We are delighted to open a new section in the magazine (which adds four pages to each issue): “Learning With Our Elders.” It consists in asking an activist whose path has been a bit longer than most about a moment of their political trajectory where they learned something crucial from a mistake or failure (be it individual or collective) . To begin this series of intergenerational transmission, we are honored to publish the words of Fusako Shigenobu—see the April 2022 text her daughter, May Shigenobu, had written for us about her mother, one month before she was able to leave the Japanese prison where she was forced to spent almost 22 years. She generously shares with us a determining moment of 1975, a few months after having split from the Popular Front for the Liberation of Palestine (PFLP) and formed the Japanese Red Army.
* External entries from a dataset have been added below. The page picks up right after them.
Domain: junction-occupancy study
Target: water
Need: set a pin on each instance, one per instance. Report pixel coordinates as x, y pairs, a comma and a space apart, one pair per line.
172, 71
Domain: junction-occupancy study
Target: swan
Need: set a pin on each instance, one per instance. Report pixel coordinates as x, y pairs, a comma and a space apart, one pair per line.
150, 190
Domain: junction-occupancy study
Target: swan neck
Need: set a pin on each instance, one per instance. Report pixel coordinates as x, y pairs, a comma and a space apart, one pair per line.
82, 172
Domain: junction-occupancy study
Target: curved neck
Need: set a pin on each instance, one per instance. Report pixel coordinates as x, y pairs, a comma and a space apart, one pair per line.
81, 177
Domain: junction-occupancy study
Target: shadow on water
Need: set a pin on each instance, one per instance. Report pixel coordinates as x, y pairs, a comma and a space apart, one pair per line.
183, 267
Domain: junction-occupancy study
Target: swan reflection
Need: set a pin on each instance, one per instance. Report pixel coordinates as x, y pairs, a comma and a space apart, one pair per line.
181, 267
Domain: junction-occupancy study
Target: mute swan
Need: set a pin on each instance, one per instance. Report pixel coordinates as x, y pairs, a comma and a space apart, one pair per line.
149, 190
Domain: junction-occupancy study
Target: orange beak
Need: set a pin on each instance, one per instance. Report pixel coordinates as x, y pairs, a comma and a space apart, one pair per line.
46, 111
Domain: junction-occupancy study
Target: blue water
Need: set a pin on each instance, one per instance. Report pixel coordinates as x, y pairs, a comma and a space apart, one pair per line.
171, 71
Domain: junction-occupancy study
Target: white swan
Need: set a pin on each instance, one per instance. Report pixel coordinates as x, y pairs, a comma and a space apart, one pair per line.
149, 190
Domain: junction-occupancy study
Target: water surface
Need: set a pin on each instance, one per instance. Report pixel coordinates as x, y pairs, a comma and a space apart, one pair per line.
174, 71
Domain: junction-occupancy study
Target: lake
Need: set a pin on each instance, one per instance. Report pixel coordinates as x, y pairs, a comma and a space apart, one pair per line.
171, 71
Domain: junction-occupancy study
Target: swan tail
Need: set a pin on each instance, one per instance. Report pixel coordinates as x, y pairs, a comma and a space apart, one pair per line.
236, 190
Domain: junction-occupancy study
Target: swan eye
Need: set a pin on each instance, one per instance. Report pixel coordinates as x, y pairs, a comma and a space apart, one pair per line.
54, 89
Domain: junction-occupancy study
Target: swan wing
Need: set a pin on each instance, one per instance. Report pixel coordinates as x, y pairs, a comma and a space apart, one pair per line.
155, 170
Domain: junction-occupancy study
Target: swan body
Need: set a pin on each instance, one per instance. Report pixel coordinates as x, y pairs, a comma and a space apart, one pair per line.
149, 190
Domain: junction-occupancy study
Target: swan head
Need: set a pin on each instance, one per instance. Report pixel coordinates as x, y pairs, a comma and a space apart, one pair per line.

Fusako Shigenobu Funambulist
Photograph of Fusako Shigenobu in front of the Kyoto University student center (Yoshida Kodo). The three stars symbolize the three Japanese militants who sacrificed their lives for the Palestinian struggle of liberation.

I want to offer a moment from my past, one that fundamentally changed how I think about struggle, solidarity, and what it means to lead. It was a turning point, born not from victory, but from failure.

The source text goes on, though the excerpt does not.